Back to the OP: What exactly is there to close the Earth in its entirety from? To state that the Earth, if made into one whole market (either through communism or some sort of single, unifying trade agreement) is a closed system means that there is something or some place outside of it to be closed off from, and therefore has the potential not to be self-sufficient. Which is patently not true - if the Earth itself weren’t self-sufficient we wouldn’t be here in the large numbers that we are. There is something wrong with closed systems because of the preclusion of self-sufficiency. The Earth, being self-sufficient, therefore cannot be a closed system.
So, if I understand you correctly, in order for the communist ideal to be achieved, the people must give all their rights away to a smaller group of people and hope that that group of people doesn’t take advantage of them. Do the people have any recourse if the ruling elite does what every ruling elite in the history of mankind has done and abuses their power? Could you perhaps cite something by Marx to back up the idea of a ruling elite being part of the plan?
Absolutely not. It’s right in the Manifesto: “The emancipation of the working class must be the act of the working class itself.” If anything, it’s people taking more rights for themselves, especially in the sphere of economic and political administration.
If anyone produces such a quote, it’s a misinterpretation or taken out of context. I can find plenty of quotes supporting the opposite but it’ll have to wait until tonight (the federal government takes a dim view of keeping the works of Marx on your desk at work).
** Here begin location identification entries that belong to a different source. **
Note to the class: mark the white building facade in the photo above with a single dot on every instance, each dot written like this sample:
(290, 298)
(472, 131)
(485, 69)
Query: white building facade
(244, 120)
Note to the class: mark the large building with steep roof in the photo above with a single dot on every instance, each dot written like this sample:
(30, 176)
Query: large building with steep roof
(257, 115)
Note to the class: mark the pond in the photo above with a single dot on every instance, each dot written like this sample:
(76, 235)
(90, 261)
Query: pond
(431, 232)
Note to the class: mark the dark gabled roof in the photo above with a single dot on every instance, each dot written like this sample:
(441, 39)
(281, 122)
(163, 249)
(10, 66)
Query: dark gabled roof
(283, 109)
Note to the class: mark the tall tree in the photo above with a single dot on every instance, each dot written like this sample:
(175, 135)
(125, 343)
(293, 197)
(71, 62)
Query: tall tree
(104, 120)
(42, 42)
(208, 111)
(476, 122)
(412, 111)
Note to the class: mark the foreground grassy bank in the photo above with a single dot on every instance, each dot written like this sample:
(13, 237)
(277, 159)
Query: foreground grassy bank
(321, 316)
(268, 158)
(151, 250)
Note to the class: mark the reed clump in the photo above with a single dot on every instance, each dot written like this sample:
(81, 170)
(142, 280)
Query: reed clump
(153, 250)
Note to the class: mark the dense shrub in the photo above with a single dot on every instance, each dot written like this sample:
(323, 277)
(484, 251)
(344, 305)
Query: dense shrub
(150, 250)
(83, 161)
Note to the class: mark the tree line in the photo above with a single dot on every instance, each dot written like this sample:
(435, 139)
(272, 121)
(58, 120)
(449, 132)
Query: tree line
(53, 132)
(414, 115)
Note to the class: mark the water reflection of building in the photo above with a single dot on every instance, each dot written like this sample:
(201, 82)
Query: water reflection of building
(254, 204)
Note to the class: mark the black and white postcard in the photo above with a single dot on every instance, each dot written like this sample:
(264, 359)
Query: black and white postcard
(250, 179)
Olentzero is right, the idea of a vanguard party is due to Lenin. Marx viewed progress from capitalism through socialism to communism (via revolution and the withering of the state respectively) as acts of the proletariat made inevitable by the workings of historical materialism. IIRC Lenin’s justification for this radical departure from Marx was that the crises in capitalism had been forestalled due to imperialism, and that the revolution needed a nudge.
Gonna have to differ with you here, picmr. The only thing Marx saw as inevitable was the crises of capitalism. Even he recognized the need for a political party that was fighting for workers’ interests; he recognized that a revolutionary situation would result “either in the revolutionary reconstitution of society or the common ruin of the contending classes”. (Manifesto, I think.)
The “forestalled crisis” theory was actually more the thought of the German Social-Democrats Bernstein and Kautsky, who believed that socialism was indeed inevitable and either that it would happen peacefully and quietly by voting Socialists into office or that the progress of capitalism across the globe would prevent further crises and wars. If Lenin had believed the same thing, he would have been just as confused by World War I as the Western Social-Democrats were.
In any case, I’d argue that Lenin’s thought was less a radical departure from Marx (if a departure at all) than the thinking of his contemporaries, the reformist Social-Democrats.